Richmond, Va.— The Supreme Court has upheld the constitutionality of the funding method Congress chose for the Consumer Financial Protection Bureau (CFPB), allowing a vital agency to continue its work in holding Wall Street and predatory lenders to account, and promoting economic and racial justice.
Virginia Organizing has advocated for the work of the CFPB to protect citizens from predatory lending for over two decades. “Virginia Organizing has supported the CFPB since it was created in 2010 because we recognize the need for a government watchdog against predatory lenders. The CFPB has done a great job of protecting Virginians from exploitation and abuse by finance companies,” said Lily Hungarland, chairperson of Virginia Organizing.
The ruling comes as good news following a lawsuit against the CFPB by the Community Financial Services Association (CFSA), a lobby group for payday lenders that opposed the use of federal money to fund the bureau.
“The Supreme Court has refused to bless the radical and ungrounded argument from the payday lenders that the CFPB’s funding mechanism is unconstitutional, which is good news for people and communities across the country,” said Lisa Donner, executive director at Americans for Financial Reform Education Fund. “This decision removes a major threat to the agency’s work, and reaffirms the independence that allows it to continue standing up for the public interest against abusive financial practices.”
The payday lenders prevailed in the Fifth Circuit Court of Appeals and the Department of Justice appealed the case to the Supreme Court. AFREF, together with its partners, and many other experts and organizations filed amicus briefs at the high court outlining the flaws in CFSA’s logic.

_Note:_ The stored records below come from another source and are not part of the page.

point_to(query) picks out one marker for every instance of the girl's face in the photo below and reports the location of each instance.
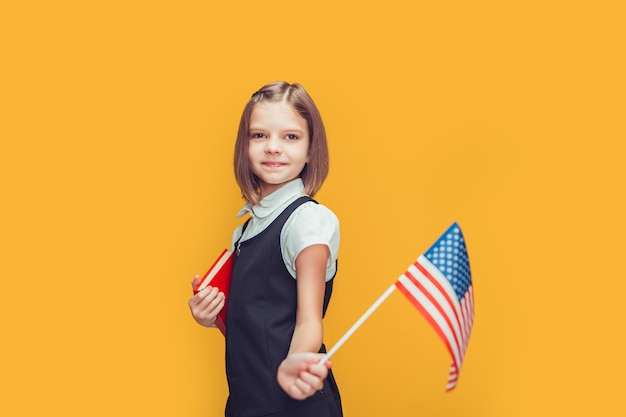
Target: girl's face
(279, 144)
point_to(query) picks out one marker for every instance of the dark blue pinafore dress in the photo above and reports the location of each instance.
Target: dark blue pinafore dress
(260, 323)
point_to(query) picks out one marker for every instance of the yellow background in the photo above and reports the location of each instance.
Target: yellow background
(117, 123)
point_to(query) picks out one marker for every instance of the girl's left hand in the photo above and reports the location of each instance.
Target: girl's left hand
(300, 376)
(206, 304)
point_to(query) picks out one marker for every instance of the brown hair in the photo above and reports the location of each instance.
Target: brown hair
(316, 169)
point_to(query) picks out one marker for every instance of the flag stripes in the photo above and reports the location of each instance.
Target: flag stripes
(434, 288)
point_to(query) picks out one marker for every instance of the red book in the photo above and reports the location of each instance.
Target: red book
(219, 275)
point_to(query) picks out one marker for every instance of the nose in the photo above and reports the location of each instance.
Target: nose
(273, 145)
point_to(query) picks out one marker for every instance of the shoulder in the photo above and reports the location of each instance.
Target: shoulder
(311, 213)
(309, 224)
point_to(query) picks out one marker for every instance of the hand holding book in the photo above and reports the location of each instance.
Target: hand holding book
(218, 276)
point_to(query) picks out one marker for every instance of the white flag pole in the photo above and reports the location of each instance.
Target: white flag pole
(356, 325)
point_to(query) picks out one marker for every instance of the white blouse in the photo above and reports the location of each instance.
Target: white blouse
(310, 224)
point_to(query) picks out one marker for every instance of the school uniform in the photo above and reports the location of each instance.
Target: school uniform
(262, 310)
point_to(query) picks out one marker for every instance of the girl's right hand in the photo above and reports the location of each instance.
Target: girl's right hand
(206, 304)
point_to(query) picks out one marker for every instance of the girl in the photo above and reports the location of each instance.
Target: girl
(286, 259)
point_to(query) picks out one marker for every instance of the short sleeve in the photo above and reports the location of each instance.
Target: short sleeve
(311, 224)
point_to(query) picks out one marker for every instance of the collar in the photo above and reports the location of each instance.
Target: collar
(274, 201)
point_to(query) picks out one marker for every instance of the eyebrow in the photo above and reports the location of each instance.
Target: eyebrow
(294, 130)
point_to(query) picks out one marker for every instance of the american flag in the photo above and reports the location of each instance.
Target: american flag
(439, 285)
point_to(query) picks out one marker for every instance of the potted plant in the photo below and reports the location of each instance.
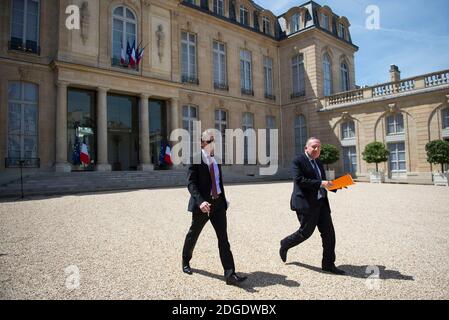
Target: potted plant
(438, 153)
(376, 152)
(329, 155)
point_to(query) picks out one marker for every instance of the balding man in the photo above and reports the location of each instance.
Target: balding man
(309, 201)
(208, 202)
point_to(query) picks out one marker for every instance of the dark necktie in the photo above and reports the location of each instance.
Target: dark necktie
(212, 177)
(322, 192)
(315, 167)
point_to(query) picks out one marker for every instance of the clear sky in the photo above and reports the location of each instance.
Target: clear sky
(413, 34)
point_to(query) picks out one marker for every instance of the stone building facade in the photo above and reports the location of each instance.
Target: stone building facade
(228, 63)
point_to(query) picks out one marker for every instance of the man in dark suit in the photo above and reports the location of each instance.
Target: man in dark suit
(208, 202)
(309, 200)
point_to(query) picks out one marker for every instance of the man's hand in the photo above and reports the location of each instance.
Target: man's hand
(326, 184)
(205, 207)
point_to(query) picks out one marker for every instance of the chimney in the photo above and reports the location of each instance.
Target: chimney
(395, 74)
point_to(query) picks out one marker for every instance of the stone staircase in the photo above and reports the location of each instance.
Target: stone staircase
(53, 183)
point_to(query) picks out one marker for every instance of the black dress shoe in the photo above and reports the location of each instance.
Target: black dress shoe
(283, 254)
(334, 270)
(186, 268)
(234, 279)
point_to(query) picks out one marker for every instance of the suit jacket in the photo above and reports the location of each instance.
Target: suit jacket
(200, 185)
(306, 185)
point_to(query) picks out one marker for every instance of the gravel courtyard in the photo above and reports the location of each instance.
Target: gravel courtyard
(127, 245)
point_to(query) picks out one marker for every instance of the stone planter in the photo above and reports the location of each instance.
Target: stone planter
(377, 177)
(330, 175)
(441, 179)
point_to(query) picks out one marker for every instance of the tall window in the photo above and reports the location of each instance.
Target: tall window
(81, 127)
(445, 116)
(219, 7)
(397, 157)
(348, 130)
(395, 124)
(245, 72)
(220, 77)
(350, 159)
(232, 13)
(22, 120)
(25, 25)
(124, 33)
(300, 134)
(244, 16)
(341, 31)
(271, 124)
(266, 25)
(247, 123)
(221, 124)
(188, 58)
(204, 4)
(256, 20)
(189, 115)
(268, 77)
(325, 21)
(298, 73)
(327, 75)
(344, 72)
(296, 20)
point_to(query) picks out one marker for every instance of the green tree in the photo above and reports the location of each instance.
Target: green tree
(329, 154)
(375, 152)
(438, 152)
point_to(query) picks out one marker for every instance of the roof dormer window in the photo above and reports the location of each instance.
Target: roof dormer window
(266, 25)
(295, 24)
(244, 16)
(342, 31)
(325, 21)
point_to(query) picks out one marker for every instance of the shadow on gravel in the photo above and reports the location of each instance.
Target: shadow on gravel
(362, 272)
(256, 279)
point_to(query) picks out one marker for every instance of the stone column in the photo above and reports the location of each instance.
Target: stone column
(61, 129)
(145, 160)
(102, 130)
(174, 115)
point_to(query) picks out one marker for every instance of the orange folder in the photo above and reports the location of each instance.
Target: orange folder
(341, 182)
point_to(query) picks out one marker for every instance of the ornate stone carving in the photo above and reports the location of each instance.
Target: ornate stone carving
(160, 36)
(85, 15)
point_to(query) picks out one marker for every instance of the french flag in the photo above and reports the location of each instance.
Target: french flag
(167, 156)
(122, 56)
(84, 155)
(132, 58)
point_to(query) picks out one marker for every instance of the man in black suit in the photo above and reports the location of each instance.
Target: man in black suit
(208, 202)
(309, 200)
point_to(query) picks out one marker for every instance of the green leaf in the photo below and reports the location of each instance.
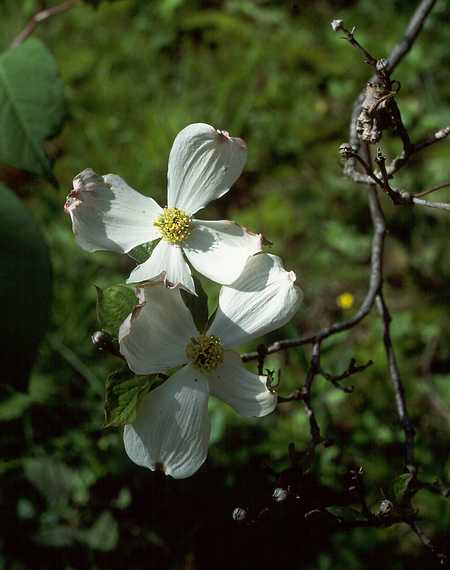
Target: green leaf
(32, 104)
(114, 304)
(103, 534)
(142, 252)
(25, 288)
(197, 304)
(124, 390)
(402, 486)
(14, 406)
(53, 478)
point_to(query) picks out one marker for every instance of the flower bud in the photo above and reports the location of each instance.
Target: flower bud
(385, 507)
(337, 25)
(239, 514)
(279, 495)
(345, 150)
(101, 340)
(382, 65)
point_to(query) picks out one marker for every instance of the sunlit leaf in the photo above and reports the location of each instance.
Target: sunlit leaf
(124, 390)
(114, 304)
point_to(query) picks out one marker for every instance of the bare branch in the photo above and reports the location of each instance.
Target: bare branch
(409, 37)
(314, 369)
(441, 557)
(404, 156)
(430, 190)
(428, 204)
(40, 16)
(352, 369)
(374, 286)
(394, 375)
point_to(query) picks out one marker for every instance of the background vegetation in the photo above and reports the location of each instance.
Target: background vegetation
(135, 73)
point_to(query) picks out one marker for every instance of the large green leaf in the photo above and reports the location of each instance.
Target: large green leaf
(31, 104)
(25, 288)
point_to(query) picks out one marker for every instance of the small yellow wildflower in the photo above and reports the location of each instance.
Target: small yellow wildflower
(345, 301)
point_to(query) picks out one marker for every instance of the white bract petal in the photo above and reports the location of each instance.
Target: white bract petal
(247, 393)
(166, 262)
(171, 430)
(219, 250)
(107, 214)
(263, 299)
(154, 337)
(203, 165)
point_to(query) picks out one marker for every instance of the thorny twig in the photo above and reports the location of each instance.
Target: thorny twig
(405, 514)
(394, 374)
(40, 16)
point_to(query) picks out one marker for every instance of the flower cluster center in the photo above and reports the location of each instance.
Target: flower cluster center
(205, 352)
(174, 225)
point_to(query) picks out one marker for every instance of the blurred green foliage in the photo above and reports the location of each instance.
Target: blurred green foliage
(272, 72)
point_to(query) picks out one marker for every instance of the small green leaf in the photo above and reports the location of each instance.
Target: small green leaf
(142, 252)
(55, 480)
(402, 486)
(14, 407)
(124, 390)
(197, 304)
(114, 304)
(32, 104)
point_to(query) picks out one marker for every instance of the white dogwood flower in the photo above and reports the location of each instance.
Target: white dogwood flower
(204, 163)
(171, 429)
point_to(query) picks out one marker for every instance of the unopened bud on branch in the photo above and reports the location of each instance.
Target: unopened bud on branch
(239, 514)
(382, 65)
(337, 25)
(279, 495)
(345, 150)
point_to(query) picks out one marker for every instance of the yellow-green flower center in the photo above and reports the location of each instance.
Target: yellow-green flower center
(205, 352)
(174, 224)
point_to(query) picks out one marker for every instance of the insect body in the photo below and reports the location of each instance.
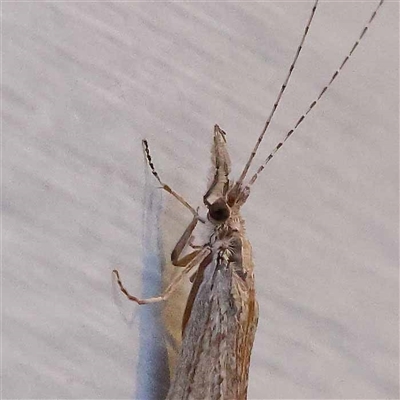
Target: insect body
(221, 314)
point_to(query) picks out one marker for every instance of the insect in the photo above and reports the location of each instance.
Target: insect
(221, 314)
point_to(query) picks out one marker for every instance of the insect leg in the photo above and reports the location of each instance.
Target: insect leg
(200, 256)
(163, 185)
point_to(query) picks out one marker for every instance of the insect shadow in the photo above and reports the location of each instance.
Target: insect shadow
(152, 376)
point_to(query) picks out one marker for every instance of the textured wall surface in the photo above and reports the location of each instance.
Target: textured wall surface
(84, 82)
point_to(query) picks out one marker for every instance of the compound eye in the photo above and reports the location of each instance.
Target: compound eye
(219, 211)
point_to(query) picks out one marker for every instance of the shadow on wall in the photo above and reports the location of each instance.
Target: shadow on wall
(152, 379)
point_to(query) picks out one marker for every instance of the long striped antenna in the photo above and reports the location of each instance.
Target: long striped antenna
(323, 91)
(278, 99)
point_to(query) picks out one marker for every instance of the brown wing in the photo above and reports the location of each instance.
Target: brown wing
(215, 355)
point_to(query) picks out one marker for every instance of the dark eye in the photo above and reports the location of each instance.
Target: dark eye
(219, 211)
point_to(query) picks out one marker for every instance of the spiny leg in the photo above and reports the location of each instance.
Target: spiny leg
(163, 185)
(171, 287)
(323, 91)
(278, 99)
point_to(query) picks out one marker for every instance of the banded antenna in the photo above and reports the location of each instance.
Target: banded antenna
(313, 104)
(278, 99)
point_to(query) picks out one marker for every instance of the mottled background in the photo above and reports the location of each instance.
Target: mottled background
(84, 82)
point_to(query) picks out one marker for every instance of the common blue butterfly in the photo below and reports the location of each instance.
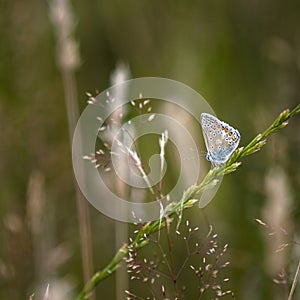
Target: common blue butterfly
(220, 139)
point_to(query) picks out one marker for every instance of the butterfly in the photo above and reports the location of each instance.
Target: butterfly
(221, 139)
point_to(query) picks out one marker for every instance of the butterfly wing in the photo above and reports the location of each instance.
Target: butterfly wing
(221, 139)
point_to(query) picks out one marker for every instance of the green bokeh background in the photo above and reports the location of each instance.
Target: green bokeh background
(242, 56)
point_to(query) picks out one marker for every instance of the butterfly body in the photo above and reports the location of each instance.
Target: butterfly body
(221, 139)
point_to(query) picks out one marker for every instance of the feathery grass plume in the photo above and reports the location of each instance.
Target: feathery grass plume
(203, 256)
(189, 198)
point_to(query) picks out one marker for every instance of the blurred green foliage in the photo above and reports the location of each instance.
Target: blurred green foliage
(242, 56)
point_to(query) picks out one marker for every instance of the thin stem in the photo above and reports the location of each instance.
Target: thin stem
(294, 282)
(172, 264)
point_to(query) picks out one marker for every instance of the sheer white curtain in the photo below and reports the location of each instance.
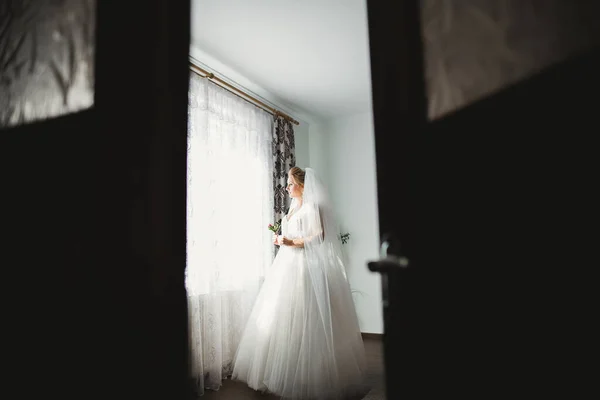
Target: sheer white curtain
(230, 204)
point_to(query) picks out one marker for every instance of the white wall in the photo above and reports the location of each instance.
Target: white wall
(342, 150)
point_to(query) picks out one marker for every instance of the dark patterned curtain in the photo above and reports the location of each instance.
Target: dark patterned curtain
(284, 158)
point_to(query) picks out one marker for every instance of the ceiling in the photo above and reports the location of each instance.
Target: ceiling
(313, 54)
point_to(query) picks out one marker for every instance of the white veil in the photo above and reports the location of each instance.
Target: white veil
(322, 242)
(316, 350)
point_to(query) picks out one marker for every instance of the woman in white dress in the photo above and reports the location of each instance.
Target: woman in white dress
(302, 339)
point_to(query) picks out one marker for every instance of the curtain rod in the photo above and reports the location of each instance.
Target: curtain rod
(238, 92)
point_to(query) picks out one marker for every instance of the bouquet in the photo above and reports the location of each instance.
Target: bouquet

“The CFPB’s wide and varied work in support of greater racial equity in financial services is a central pillar of its efforts,” said Amanda Jackson, consumer campaign director at AFREF. The bureau stops “big banks and predatory financial companies from ripping people off, extracting fees from those who can least afford it, and increasing the racial wealth gap, it will continue to draw attacks from the industries it regulates and policy makers who side with them.”
SInce its creation the CFPB has won more than $19 billion in relief for consumers ripped off by big banks and other financial wrongdoers. Recently the agency has pursued policies to rein in junk fees that cost families tens of billions of dollars each year, including by finalizing a rule to cap excessive credit card late fees, and proposing limits on punitive overdraft fees. Other key initiatives include requiring fairer credit reports, reducing the harm of medical debt collections, fighting inequity in home appraisals, increasing consumer rights to control their own data and much more.